Shannon Howell is citing fraud as grounds for an annulment and "habitual cruel and inhumane treatment" as alternate grounds for a divorce. The case is pending.

He also is seeking permanent custody of their son and has asked for a temporary restraining order against his wife.

Shala Howell has filed a counter claim for divorce, denying her husband's accusations and alleging she was the one who suffered "habitual cruel and inhumane treatment."

Shannon Howell's divorce attorney, David Valentine, did not return calls for comment.

Mississippi's HIV exposure law is not as specific as those in some states. However, it does, specify that "prior knowledge and willing consent to the exposure is a defense."

Mississippi's HIV exposure law was passed a year after a Natchez man was accused of having unprotected sex with at least two women, and possibly up to nine, without telling them he was HIV positive.

One of the women, who had lived with White for five years, contracted the virus and died. The other was not infected.

Sean Reynald White was charged with murder and aggravated assault.

Despite White knowing since the early 1990s that he had HIV, prosecutors would have had to prove intent to harm the women to convict him, authorities said.

Adams County District Attorney Ronnie Harper dropped the charges, citing lack of evidence.

Lambda Legal representatives have repeatedly expressed their concern that exposure laws could keep some people from getting tested.

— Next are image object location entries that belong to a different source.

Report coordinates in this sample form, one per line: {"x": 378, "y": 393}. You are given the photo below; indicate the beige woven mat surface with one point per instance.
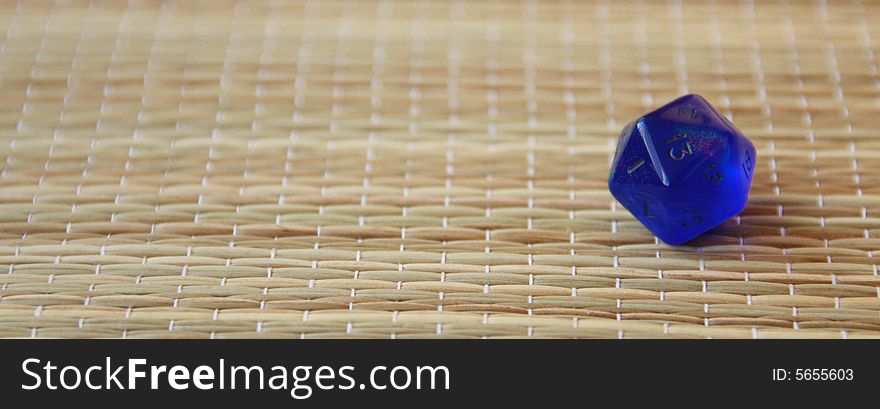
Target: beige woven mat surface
{"x": 425, "y": 169}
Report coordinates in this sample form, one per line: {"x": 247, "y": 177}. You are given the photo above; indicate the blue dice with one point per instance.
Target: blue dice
{"x": 682, "y": 169}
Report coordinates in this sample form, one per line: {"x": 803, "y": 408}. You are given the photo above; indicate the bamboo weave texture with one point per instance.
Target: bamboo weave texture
{"x": 410, "y": 169}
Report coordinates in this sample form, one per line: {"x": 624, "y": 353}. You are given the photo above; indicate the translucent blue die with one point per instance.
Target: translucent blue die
{"x": 682, "y": 169}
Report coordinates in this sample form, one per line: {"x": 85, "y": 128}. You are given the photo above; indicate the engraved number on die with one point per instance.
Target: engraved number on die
{"x": 680, "y": 152}
{"x": 713, "y": 174}
{"x": 692, "y": 217}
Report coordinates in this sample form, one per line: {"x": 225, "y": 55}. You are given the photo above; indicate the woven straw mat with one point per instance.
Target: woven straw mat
{"x": 406, "y": 169}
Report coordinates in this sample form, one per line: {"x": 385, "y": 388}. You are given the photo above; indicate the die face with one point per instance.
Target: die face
{"x": 682, "y": 135}
{"x": 682, "y": 171}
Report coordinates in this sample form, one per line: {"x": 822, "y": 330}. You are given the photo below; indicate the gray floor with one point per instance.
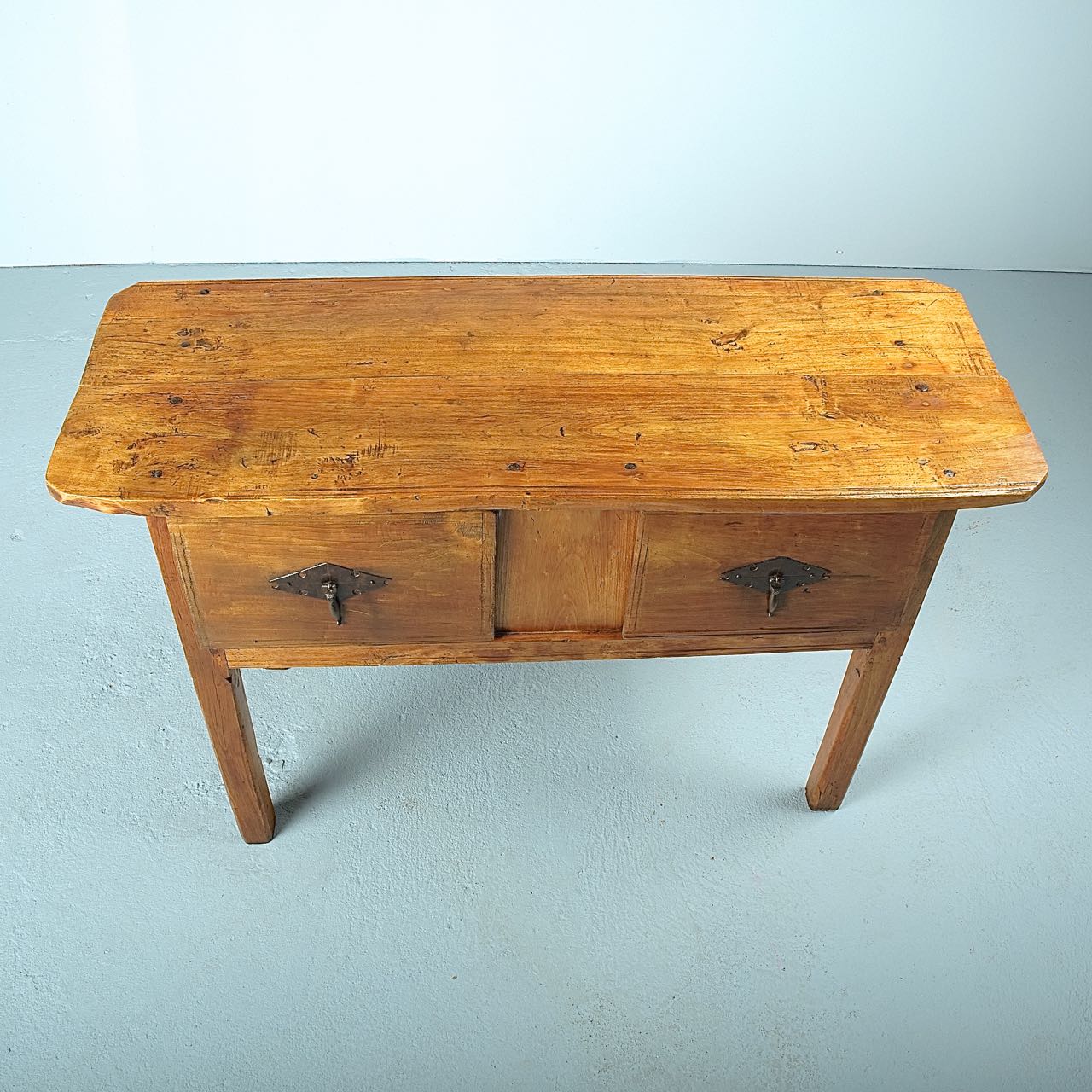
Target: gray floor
{"x": 572, "y": 876}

HIV and AIDS are reportable diseases, so doctors must notify the Health Department if a patient tests positive, state epidemiologist Dr. Mary Currier said. Last year, 611 new cases of HIV were reported.

While she could not speak directly about the Howell case, Currier said the Health Department meets with each person reported to be HIV positive and counsels the person on preventing the spread of the virus.

"They are supposed to tell potential partners they are infected," Currier said.

CDC studies have shown female-to-male transmission of HIV is about four times less likely to occur than from male to female.

The Health Department can deem people who knowingly expose others to HIV or other sexually transmitted diseases as serial infectors, and can take them to court.

Several years ago, the state Health Department placed a male prostitute carrying the AIDS virus under quarantine. The order prohibited James Henry McIntyre from engaging in any sexual activity for pay, soliciting for such or engaging in any sexual conduct without informing his prospective partner that he carried the virus.

"Most people are responsible, so we don't have that problem very often," Currier said.